One of the most difficult decisions is choosing between incandescent bulbs, strobe lights and LEDs (light emitting diodes). A comprehensive test of strobe and incandescent lights by The Safety at Sea Committee of The Sailing Foundation ( ) between 1994 and 1996 revealed that strobe lights will get the attention of a rescuing party but are “poor for locating and ranging due to the short duration and nature (blue-white light) of its flash even when close aboard.” They are hard to acquire and reacquire visually from any distance, particularly in swell conditions.

The study further states that white or colored steady or intermittent lights are better than strobes for ranging and locating a victim. Wahler supports this observation. “We heard from helicopter pilots that fast strobes with 50 or more flashes per minute get their attention, but for pinpointing the victim a steady incandescent light is more helpful because it does not interfere with their depth perception,” he says.

Based on these observations, The Sailing Foundation experimented with a combination strobe/incandescent light and found that such a device could be seen with the naked eye from about 1-1/2 miles away, with the strobe visible for a longer distance.

And what about LEDs, the kings of battery economy? They continue to get brighter but still suffer from a problem that limits their use as rescue lights: Their beam is focused too narrowly, so it is hard to point at approaching rescuers with accuracy. “With a beam width of a few degrees, light from an LED source is not widely enough distributed for rescue purposes,” says Wahler. “SOLAS requirements, a minimum standard for rescue lights, demand that the source emits 0.75 candela of light into the upper hemisphere, which describes the 180 degrees of space above the water. It also means that the shaded spots on the light can’t be less than 0.75 candela.”

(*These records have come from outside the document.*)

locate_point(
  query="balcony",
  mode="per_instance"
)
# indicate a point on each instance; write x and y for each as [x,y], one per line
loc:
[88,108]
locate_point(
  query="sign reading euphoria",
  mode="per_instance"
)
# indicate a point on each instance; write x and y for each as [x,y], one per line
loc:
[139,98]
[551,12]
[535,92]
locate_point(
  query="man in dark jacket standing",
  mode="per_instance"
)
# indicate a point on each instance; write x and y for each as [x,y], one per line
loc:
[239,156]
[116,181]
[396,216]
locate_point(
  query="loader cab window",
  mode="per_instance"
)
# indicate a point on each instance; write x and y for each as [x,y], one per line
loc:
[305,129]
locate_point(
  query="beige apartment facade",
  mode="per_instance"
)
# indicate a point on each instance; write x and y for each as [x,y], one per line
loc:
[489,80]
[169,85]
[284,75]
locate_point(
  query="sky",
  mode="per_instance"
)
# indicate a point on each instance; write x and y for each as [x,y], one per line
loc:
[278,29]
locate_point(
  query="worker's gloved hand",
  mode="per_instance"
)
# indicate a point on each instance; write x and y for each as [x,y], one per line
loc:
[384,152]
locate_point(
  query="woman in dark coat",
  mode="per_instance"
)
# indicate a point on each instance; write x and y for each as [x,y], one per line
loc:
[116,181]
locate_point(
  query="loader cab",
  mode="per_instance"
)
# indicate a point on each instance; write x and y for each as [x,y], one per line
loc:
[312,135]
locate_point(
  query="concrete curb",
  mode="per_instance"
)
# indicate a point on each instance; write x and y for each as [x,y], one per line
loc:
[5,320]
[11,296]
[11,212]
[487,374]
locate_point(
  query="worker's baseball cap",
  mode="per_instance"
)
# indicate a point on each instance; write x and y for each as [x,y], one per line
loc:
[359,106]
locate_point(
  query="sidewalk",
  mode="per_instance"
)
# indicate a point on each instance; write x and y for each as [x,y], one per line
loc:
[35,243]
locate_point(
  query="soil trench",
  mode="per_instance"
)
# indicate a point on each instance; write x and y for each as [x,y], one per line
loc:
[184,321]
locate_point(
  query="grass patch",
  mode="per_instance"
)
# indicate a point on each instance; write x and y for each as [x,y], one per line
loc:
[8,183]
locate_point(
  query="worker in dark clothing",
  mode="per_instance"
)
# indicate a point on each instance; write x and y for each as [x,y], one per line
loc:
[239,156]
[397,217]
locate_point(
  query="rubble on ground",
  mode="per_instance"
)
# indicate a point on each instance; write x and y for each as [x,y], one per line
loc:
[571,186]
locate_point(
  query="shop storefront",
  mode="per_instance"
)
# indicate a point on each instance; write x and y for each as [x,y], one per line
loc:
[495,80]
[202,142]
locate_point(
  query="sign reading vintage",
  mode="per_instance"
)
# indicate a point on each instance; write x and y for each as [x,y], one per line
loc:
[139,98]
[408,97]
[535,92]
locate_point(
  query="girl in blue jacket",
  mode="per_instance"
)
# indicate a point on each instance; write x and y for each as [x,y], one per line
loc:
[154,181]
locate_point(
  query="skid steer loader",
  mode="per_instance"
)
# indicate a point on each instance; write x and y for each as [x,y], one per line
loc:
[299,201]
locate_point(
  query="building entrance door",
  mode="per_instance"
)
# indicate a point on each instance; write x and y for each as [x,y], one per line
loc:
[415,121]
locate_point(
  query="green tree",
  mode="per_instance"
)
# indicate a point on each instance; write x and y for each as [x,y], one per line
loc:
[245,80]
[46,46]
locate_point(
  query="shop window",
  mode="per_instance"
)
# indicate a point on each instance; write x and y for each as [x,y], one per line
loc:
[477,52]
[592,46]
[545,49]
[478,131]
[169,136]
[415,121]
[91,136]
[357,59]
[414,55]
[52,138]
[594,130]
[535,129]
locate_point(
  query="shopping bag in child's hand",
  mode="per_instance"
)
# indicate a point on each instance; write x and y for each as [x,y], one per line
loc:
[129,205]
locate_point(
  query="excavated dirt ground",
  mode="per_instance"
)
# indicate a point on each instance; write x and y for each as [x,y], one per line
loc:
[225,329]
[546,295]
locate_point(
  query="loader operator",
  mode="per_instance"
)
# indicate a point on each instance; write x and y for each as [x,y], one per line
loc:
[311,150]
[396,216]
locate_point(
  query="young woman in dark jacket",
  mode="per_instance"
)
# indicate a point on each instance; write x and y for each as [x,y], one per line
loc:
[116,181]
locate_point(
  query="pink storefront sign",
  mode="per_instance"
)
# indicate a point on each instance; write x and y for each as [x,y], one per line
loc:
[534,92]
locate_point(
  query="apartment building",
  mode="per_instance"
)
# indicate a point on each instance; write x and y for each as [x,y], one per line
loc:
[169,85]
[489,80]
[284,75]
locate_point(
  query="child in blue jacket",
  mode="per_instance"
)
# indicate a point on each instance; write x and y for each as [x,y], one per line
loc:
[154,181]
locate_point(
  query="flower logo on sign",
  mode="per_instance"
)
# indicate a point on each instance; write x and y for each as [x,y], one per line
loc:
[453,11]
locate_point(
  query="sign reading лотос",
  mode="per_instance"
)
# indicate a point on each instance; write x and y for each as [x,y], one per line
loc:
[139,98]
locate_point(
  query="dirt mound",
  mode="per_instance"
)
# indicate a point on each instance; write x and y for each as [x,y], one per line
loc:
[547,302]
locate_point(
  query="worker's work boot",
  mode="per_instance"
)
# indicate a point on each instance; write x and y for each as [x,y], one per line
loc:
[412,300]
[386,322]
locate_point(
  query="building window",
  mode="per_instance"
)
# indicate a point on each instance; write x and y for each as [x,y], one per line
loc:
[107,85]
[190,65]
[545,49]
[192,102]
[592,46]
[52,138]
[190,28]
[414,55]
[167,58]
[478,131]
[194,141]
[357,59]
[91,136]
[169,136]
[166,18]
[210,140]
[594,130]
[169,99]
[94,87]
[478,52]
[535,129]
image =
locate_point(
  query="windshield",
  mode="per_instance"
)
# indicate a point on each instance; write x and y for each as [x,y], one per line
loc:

Field visibility tests of different rescue lights are difficult to conduct and time consuming, since each device has to be tested against a dark and a bright shoreline at different distances to the observers. “The most important result of our light test was the evidence that a more standardized test is needed,” says Chuck Hawley, West Marine vice president of technical information, who set out to conduct such a trial during the Crew Overboard Recovery Symposium in Sausalito, Calif., in August. The challenge was the sheer number of lights (20) that had to be tested against different backgrounds at distances of 0.5, 1, 1.5, and 2 miles.

Still, Hawley received feedback from the observers that certain lights — such as a super-bright tactical flashlight, a laser flare and one LED light with different modes — were visible from two miles away. “The challenge for lights with focused beams is not range but orientation,” he says. Using a laser flare with a 20-mile range to alert an approaching vessel, a victim can use the palm of the hand or two fingers to gauge the direction of the beam, similar to orienting a signaling mirror.

Rescue lasers differ from pointing lasers in that they produce a wedge of light that’s a few degrees wide, which makes it easier to hit an approaching party from several miles away. Once the laser strikes the vessel or aircraft, the rescuers see a bright flash that marks the position of the victim. The caveat with these devices is that they require presence of mind and two steady hands on the victim’s part. They can work from the deck of a boat but are much more difficult to operate with precision when treading water in the dark.

Here are some recommendations to consider:

• Have a light on you — either in your foulies or, better, on your PFD. Some light is better than none.

• Consider battery life. Lithium-ion batteries have a long life and don’t need to be changed as often as alkalines.

• Make up your mind if you need automatic activation upon water contact or if a manual switch will suffice.

• Consider your boating style and venue. A combined strobe/incandescent light might cover your needs as it can get attention and help guide approaching rescuers.

• Compare the technical specs against the SOLAS requirements, which constitute a minimum standard.

• If you can, try them before you buy them. Lab tests and numbers are not the end-all and be-all.